市場調査会社の米Frost & Sullivanがアジア太平洋地域のIPTV普及状況を調査したところ,13の国と地域におけるIPTVサービス加入者数は,2007年末時点で410万人に達しており,2013年末には2240万人に到達する見込みだという。2007~2013年の年平均成長率(CAGR)は32.7%となる。

 13の国と地域のうち,2007年の時点ですでに商用IPTVサービスを開始していたのは8カ国で,残りも2009年以降のサービス開始に向けてテストを行っている。

 アジア太平洋地域のIPTVサービス加入者数は,全世界の約3割を占める。真の意味でのIPTVサービスを提供していない韓国を除くと,アジア太平洋地域でIPTVが最も普及しているのは香港で,加入者数は同地域の24.9%に相当する102万人にのぼる。

 香港では,IPTVが有料テレビ市場の46.7%を占めており,ケーブル・テレビ(41%)や衛星DTHサービス(12.3%)を上回っている。IPTVが最大のシェアを握っているのは,香港だけである。

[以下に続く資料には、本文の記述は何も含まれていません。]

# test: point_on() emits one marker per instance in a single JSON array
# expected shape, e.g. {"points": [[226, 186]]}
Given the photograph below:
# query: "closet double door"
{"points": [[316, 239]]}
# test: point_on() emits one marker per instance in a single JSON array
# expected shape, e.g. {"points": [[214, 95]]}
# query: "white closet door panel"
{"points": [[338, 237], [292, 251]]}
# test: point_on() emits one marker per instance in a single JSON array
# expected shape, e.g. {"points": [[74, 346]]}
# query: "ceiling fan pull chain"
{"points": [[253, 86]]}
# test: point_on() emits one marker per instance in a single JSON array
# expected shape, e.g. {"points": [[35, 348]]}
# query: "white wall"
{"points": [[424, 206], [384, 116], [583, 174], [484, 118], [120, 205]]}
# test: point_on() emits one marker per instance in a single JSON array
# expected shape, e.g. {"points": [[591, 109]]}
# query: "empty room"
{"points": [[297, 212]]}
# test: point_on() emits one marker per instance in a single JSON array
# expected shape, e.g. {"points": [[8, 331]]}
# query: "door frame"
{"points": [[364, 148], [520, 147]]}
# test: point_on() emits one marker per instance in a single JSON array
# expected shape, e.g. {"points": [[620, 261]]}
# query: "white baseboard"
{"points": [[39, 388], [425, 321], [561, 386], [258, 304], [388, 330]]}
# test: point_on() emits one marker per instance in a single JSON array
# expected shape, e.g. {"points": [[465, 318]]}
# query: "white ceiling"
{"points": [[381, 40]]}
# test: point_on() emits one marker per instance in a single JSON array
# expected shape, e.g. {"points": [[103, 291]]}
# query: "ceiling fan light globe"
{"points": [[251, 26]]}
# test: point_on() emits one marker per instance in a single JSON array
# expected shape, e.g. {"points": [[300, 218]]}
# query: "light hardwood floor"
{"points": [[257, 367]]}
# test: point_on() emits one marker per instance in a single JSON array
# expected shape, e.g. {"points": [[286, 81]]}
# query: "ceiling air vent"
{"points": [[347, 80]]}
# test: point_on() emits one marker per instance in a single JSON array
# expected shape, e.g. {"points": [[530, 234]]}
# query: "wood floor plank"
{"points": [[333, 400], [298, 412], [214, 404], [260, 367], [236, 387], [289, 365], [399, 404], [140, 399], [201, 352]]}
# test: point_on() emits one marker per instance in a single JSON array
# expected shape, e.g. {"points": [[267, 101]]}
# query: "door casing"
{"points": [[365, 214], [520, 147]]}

 しかし,香港においても,成功しているIPTVサービス事業者はごくわずかで,ほとんどの事業者はいまだに赤字だという。一部の専門家は,IPTVサービスの収益モデルは確立されておらず,利益を出せるようになるまでに長い時間がかかると指摘している。

 この点について同社リサーチ・アナリストのAdeel Najam氏は,「収益を得るまでに長い時間がかかるのは,他の有料テレビ・サービスも同じだ。インフラ構築やコンテンツ獲得に必要な費用を考えると,利益が出るまでに7年以上かかるのは当然のことだ」と述べている。